Lawyer-turned-herbalist China Bayles returns to the Deep South, where her family’s legacy of silence is at last broken—and the past finally, unforgettably, speaks the truth…
A frantic phone call from her mother brings China back to her family’s Mississippi plantation—a place she’d forsaken long ago. But the late-spring air is thick with fear—and from the moment of her arrival, China knows that something has gone desperately wrong at Jordan’s Crossing. An ancient property deed has surfaced—and the man who uncovered it has mysteriously vanished. And as the fates and fortunes of two very different families collide in frightening, unpredictable ways, China must face disturbing new questions about her family’s past—and her own future…

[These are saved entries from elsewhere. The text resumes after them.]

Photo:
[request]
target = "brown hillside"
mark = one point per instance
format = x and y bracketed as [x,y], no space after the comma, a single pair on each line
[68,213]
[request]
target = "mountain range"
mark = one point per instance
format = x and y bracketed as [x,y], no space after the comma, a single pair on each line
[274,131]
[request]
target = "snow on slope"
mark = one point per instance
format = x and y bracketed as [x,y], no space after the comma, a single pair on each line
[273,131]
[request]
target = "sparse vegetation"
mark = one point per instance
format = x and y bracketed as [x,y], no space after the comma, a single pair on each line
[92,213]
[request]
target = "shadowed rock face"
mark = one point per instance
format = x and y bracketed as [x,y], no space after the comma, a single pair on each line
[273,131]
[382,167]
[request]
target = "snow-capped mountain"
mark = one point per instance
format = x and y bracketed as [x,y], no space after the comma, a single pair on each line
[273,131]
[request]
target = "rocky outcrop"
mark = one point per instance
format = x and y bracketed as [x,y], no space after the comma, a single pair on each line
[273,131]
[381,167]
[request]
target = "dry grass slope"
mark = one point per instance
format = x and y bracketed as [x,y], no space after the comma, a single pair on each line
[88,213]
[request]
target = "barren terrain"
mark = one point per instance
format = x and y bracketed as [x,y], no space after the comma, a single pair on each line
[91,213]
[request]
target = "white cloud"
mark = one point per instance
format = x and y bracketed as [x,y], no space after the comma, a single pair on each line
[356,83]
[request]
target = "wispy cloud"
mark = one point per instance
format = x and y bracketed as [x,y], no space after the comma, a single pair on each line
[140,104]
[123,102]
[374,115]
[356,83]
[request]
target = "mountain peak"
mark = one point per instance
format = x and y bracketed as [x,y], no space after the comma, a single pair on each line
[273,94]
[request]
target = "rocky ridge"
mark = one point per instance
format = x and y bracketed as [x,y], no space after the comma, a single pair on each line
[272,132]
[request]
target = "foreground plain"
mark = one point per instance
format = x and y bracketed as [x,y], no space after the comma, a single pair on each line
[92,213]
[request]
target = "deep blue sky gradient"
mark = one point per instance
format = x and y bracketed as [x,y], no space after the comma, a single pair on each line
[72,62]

China Bayles, former big-city lawyer, is snug and happy in a small town in the Texas hill country, with a new husband and stepson, two successful herb businesses and a string of solved murders to her credit (Chile Death; Lavender Lies; etc.). Now, the latest in the popular series takes her into completely new territory, both geographically and emotionally. It is a major departure for Albert, for China and for readers, many of whom will keenly miss the familiar charms of Pecan Springs, Tex., and two characters they have come to love: China's sexy husband and her quirky friend, Ruby. Or not, since in their place Albert has created captivating new characters and a setting dripping with atmosphere. When her mother sends a desperate plea for help, China abruptly sets off for the family homestead in Mississippi. In a trice she becomes embroiled in three daunting contemporary problems (a life-threatening illness, a legal threat to the family property and a possible murder) that have mysterious links to past secrets and lies; China cannot solve today's dilemmas until she untangles the past. Family ghosts abound. Five generations of three families plantation owners, plantation managers and slaves walked the halls of the Big House. Representatives of the present generation meet there as equals, but echoes of the earlier class system haunt them all. What in lesser hands could have become a caricature of a family saga is saved by Albert's clear love of her subject matter, smooth styling and rich marbling of past and present.